A cell phone user in PyongyangYoung Pioneer Tours, one of the handful of agencies taking tourists into North Korea, reports that a group just returned from the country were permitted by customs officials to take their cell phones into the country.

The news is intriguing because North Korea has long taken phones from visitors as they cross the border. The phones were kept in small pouches and returned to visitors as they were leaving the country.

Indeed, just a couple of weeks earlier, Google Chairman Eric Schmidt and his party left their cell phones in Beijing before traveling to Pyongyang because they assumed they would be taken on entry.

But not on this most recent occasion, according to a post on the Young Pioneer Tours blog:

Richie has just returned from our first group tour of the year and brings some pretty big news! At the moment  the DPRK is saying you can bring phones into the country. Satellite phones are still banned, but for now at least the ban on bringing mobile phones into North Korea appears to be lifted. — Young Pioneer Tours blog, January 19, 2013.

It’s too early to tell if this is a change in strategy although NK News has additional information that indicates it’s more than just a mistake by a border guard.

Richie Fenner, a tour manager who was on the trip, told NK News:

When we were coming in on the train, they asked us to show us our phones. The customs official asked if the first one he looked at had GPS, which it didn’t, so he handed it back. But then with the iPhones and other modern phones when we told them they had GPS, he just handed them back and gestured that we just put them in our bag. — NK News, January 19, 2013.

An American tourist travelling with the group, who flew in by plane rather than took the overland railway route, was also permitted to keep his phone by officials at the airport.

Fenner told NK News that guides explained this was a new policy.

But being allowed to keep their cell phones didn’t mean they were useful. North Korea’s Koryolink network isn’t know to have any roaming agreements with international carriers.

Jenner’s guides apparently told him roaming “might be possible in the future,” and while that is undoubtedly true, I’m not so sure the guides are in a position to really know what Koryolink and the government are planning in that regard.

Opening the country’s cell phone network to international roaming could be a lucrative business for Koryolink, and in turn the government, which owns a stake in the carrier. So money is an incentive to allowing foreigners to bring in phones and make calls.

However, there are some security concerns.

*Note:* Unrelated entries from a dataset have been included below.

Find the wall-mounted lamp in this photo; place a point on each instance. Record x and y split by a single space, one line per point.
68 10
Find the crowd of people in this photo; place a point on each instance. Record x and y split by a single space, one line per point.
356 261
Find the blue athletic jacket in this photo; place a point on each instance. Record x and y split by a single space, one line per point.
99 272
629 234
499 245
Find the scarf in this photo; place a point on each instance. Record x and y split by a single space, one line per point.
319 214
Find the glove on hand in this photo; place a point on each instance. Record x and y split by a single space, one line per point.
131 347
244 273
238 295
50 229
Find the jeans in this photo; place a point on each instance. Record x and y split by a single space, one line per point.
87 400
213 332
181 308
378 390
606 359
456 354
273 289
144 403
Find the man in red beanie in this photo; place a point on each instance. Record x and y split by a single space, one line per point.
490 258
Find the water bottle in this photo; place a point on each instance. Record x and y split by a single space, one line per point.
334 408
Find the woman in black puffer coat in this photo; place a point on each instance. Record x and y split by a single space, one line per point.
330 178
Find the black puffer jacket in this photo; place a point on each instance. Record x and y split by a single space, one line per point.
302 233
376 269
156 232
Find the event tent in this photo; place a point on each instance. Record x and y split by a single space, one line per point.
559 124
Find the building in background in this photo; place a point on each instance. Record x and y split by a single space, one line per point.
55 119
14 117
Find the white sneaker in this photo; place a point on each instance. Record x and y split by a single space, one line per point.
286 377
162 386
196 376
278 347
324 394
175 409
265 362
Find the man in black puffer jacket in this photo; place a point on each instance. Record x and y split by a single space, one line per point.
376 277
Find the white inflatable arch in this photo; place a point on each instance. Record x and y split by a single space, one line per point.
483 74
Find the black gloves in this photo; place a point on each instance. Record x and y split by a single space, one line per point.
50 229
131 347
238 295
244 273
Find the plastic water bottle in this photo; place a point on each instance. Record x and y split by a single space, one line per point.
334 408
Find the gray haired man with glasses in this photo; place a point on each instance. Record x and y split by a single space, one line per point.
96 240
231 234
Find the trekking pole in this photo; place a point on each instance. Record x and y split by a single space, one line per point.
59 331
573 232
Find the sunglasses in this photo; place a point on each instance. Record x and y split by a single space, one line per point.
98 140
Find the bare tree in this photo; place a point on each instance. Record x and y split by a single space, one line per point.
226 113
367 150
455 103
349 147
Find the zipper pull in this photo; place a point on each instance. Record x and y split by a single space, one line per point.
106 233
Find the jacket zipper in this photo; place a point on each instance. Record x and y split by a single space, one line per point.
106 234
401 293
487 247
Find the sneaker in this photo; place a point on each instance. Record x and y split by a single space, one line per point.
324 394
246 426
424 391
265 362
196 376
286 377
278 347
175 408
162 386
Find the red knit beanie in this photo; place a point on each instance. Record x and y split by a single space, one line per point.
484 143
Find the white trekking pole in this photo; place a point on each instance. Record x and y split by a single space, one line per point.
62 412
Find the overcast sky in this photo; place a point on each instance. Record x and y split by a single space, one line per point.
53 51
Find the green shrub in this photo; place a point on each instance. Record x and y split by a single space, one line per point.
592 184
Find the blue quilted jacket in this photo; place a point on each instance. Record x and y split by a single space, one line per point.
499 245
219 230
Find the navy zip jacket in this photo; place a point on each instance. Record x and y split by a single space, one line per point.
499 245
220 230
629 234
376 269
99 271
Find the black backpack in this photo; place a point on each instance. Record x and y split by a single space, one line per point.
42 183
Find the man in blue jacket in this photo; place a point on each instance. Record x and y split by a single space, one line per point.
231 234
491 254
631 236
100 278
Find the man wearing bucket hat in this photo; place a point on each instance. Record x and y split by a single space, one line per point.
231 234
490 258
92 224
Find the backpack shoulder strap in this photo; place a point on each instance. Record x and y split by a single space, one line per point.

Having the phones means any pictures taken with the handsets could be tagged with their GPS location — a possible concern for the security authorities in the country, although tourists are unlikely to venture to any locations that are really sensitive.

It also leaves open the possibility that the phones could be left in the country for North Koreans to use, although smuggling in phones one at a time via sightseeing tours isn’t a very effective way of doing that.

We’ll have to wait and see if this was a one-off, a temporary change to be reversed when the political climate changes, or a long-term change in policy.

2 Comments on "Tourists allowed to take in cell phones"

  1. Do you know the current rules for optical instruments visitors can bring into NK? A travel guide from ~2000 says that anything magnifying more than a few times was banned. Which would make NK an unattractive destination for amateur astronomers who might otherwise like to make use of its amazingly dark skies (which are obvious from satellite images, in comparision to the light-soaked South).

    • Daniel,

      I don’t, but perhaps someone reading this has some more up-to-date information.